What FOH staff make and what the restaurant makes tends to go hand in hand. As Tarlow put it, most restaurants spend around 30% of their revenue on back of house labor costs, and 20% of labor costs are supplemented by what’s left on the table for FOH. Tipping allows restaurants to think they’re running at a lower 30% labor cost, but it’s really 50%, because for every $1 the restaurant receives, 50 cents go to employees.

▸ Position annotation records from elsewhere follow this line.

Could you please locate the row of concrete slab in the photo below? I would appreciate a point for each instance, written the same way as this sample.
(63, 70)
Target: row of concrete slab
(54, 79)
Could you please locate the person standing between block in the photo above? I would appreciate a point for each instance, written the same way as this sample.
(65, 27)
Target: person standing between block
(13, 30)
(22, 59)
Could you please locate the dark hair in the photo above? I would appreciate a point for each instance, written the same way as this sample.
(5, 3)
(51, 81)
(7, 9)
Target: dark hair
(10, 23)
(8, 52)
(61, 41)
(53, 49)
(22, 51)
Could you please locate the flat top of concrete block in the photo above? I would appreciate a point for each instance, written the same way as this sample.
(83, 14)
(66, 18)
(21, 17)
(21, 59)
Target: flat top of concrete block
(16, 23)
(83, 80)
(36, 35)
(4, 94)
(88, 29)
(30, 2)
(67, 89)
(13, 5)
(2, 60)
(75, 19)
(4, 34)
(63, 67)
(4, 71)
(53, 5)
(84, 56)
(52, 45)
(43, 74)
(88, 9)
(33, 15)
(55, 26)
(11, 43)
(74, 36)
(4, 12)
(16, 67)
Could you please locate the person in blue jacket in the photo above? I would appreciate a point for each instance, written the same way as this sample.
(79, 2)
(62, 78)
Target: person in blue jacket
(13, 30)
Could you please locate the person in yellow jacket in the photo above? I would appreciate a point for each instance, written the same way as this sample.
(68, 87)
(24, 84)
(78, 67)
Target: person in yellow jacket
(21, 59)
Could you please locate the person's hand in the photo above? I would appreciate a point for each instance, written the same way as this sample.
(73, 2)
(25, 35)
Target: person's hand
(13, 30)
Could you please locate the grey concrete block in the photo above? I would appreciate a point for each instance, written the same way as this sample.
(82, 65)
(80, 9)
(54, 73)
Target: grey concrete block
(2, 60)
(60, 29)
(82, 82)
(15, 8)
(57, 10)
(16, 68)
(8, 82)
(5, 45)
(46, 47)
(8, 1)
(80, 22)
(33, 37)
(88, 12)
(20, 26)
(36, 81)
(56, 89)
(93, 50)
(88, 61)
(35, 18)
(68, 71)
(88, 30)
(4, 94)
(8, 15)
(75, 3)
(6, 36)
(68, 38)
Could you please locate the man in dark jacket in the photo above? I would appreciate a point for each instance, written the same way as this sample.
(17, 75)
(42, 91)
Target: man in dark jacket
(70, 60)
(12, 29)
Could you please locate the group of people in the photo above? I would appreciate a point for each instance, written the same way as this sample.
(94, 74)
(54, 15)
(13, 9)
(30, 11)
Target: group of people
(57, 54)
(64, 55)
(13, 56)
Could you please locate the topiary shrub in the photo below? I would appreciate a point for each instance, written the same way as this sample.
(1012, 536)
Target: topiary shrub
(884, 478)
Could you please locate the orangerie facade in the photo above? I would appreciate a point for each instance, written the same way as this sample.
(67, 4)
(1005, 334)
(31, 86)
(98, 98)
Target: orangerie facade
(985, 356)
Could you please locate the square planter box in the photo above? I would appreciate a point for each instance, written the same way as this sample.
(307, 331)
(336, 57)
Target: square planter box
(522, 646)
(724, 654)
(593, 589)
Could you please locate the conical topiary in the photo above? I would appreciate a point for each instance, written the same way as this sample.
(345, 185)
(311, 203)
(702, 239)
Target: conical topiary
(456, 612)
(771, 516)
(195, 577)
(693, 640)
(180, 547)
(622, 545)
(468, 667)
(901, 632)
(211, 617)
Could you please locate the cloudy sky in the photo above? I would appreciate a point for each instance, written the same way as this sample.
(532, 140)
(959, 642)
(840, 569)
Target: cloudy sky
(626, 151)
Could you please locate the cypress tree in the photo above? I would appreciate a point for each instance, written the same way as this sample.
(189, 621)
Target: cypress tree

We’re in the business of taking care of our employees and making sure they are happy and well treated. That’s why it works for me, because that’s the business I want to be in. ~ Andrew Tarlow, Restauranter

However, there’s plenty of FOH workers who oppose the gratuity-free model, because for many of them, a higher hourly wage with no tips would mean taking a major pay cut. “We did lose a lot of really tenured employees and that was hard,” said Moran of USHG, which owns famous New York City institutions like Gramercy Tavern and Shake Shack. “They appreciated what they had; the shorter hours and they’d crush it financially.” This is the biggest hurdle when getting FOH employees on board with no tips, because as Moran put it, “the lows aren’t as low, but the peaks aren’t as high.”

The gratuity-free restaurant I work at has successfully kept this model for more than a year, and is also the most openly communicative work environment I’ve experienced. There, I feel comfortable speaking transparently to my bosses as they do the same for me. Moran reflected how I feel when explaining how this transparency is necessary for USHG to transition all their restaurants to be gratuity-free.

At first when we led with an attempt to convince people, that felt too cheerleader-y, or disconnected from reality. If you stay too long in the convincing space, it minimizes or marginalizes the fact that everyone has a choice. ~ Erin Moran, USHG Chief Culture Officer

They instead changed their messaging to educate employees on how the rules would change and that it may or may not work for them. “That empowered people to have a conversation that maybe they weren’t thinking they could have,” she said.

As individual restaurants experiment with new business models, we’re learning that what works for one server might not work for another, and what works for any server now might not work for them later. Gratuity-free works for me at the moment, but circumstances change. When my student loans kick in, for instance, and my monthly expenses climb much higher, I might have to give up the security of my hourly wage and risk those lower lows for higher highs again. Even if I do, I’ll always appreciate how working at a gratuity-free restaurant changed my mindset on tipping itself and how it’s helped me to question the way the industry is grappling with these changes.